College students have a better chance of getting financial aid if they come from affluent backgrounds than if they are lower on the income scale, some new studies show.
There is growing evidence that colleges may be offering more scholarship money to wealthy students and less to those truly in need, and by doing so are perhaps closing a door to advancement for many families.
A new study by Sallie Mae found that 36 percent of students from wealthy families received scholarships averaging $10,213 for the school year just ended, while 35 percent of students from families earning less than $35,000 a year received scholarships worth an average of $7,237.

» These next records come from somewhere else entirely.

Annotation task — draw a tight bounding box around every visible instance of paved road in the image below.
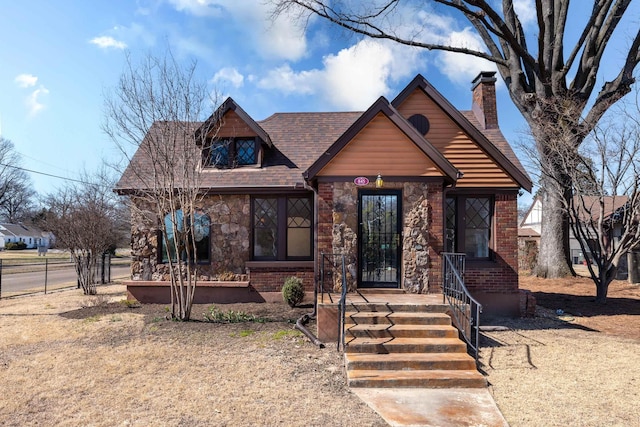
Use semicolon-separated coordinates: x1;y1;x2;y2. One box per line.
1;264;130;295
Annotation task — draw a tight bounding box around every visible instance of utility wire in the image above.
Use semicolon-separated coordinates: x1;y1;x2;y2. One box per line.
0;163;106;185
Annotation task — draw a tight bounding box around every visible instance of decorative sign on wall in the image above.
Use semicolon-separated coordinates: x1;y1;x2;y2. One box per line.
353;176;369;185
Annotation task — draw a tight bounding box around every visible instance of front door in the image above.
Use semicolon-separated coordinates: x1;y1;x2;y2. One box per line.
358;190;402;288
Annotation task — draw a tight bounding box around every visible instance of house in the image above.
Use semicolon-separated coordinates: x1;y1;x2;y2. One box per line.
518;196;629;279
0;223;52;249
116;72;531;314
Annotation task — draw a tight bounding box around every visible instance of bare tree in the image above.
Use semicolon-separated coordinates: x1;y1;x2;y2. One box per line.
566;101;640;303
272;0;640;277
0;136;35;222
103;52;215;320
43;169;123;295
0;179;37;224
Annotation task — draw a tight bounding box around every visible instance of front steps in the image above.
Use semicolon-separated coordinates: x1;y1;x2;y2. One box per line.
345;302;487;388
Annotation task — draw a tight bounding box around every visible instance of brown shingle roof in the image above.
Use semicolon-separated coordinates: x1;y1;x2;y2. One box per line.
116;75;531;193
116;112;362;192
460;111;529;183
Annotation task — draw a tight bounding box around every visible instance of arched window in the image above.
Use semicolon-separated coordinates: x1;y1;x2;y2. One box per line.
158;209;211;263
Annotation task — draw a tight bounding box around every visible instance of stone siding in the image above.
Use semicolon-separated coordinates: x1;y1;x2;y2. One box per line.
318;182;443;293
131;195;251;281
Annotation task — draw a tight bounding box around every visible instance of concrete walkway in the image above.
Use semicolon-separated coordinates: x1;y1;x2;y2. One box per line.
351;387;509;427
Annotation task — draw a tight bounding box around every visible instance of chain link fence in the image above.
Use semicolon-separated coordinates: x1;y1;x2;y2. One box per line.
0;254;131;298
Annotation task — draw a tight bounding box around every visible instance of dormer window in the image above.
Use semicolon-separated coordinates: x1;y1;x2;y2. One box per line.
206;138;258;168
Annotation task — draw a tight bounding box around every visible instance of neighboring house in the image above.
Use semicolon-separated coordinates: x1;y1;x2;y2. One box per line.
116;72;531;314
0;223;52;249
518;196;628;279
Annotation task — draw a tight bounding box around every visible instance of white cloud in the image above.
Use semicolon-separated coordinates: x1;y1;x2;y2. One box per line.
89;36;127;49
25;86;49;116
211;67;244;88
258;39;419;110
168;0;220;16
258;64;323;95
15;74;38;87
437;28;496;84
324;40;394;109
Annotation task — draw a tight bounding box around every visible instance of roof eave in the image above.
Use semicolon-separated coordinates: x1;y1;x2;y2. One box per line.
391;74;533;192
302;96;459;184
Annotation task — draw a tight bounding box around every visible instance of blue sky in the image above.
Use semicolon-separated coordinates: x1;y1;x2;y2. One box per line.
0;0;639;207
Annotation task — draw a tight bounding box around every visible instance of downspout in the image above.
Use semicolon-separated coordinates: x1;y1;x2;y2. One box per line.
295;179;324;348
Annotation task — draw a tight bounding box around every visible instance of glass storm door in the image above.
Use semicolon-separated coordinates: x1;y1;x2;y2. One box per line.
358;190;402;288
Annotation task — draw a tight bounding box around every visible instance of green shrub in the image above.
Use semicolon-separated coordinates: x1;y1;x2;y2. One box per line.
204;305;266;323
4;242;27;251
282;277;304;308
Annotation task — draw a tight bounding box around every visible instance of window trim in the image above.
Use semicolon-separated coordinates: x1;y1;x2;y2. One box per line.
202;136;262;169
254;194;315;262
156;209;212;265
444;194;496;262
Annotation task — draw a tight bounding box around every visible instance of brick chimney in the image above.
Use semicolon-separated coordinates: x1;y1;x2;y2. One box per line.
471;71;498;129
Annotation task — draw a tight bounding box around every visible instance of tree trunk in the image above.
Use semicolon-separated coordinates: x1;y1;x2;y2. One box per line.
534;178;572;279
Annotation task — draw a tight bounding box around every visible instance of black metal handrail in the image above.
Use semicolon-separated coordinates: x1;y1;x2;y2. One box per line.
316;253;348;351
442;253;482;363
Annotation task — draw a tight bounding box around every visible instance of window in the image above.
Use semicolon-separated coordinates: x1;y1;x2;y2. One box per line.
205;138;258;168
252;196;313;260
158;209;211;263
445;196;493;259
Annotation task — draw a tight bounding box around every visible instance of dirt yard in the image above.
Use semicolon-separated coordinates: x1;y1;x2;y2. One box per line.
481;276;640;427
0;277;640;426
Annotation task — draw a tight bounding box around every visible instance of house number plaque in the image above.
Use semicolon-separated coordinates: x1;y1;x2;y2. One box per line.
353;176;369;185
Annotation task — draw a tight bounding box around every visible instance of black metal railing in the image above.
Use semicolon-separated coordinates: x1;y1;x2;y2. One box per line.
316;253;348;351
442;253;482;363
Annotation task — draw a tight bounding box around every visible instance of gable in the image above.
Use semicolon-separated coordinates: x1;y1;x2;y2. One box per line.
318;113;443;177
208;110;258;138
396;88;519;188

And a study released in May by the New America Foundation analyzed federal data on what students pay out of pocket for college, and found that the share of students receiving merit aid more than doubled, from 8 percent to 18 percent, at public colleges between 1995–1996 and 2007–2008. At private colleges, that share rose from 24 percent to 44 percent –and at all colleges, the share of students receiving aid based on need barely changed.
"With their relentless pursuit of prestige and revenue, the nation's public and private four-year colleges and universities are in danger of shutting down what has long been a pathway to the middle class," wrote Stephen Burd, author of the New America study.
Why is this happening? For starters, colleges are in a perpetual race to rise in published rankings. Second tier schools are using offers of aid as lures for highly qualified students who might not otherwise attend – even if those students don't really need the money.
Many colleges are also constantly striving to maximize their revenue, and to that end, some give preference to wealthy applicants. The New America study found that "10 percent of college admissions directors at four-year colleges (and nearly 20 percent of those at private liberal arts colleges) reported that they give affluent students a significant leg up in the admissions process."
Grants and scholarships covered 37 percent of low income students' college costs in the 2012-2013 school year, down from 42 percent in 2008-2009, according to Sallie Mae. But middle income students increased the share of funding they got from grants and scholarships, and use of grants and scholarships by wealthy students was essentially unchanged.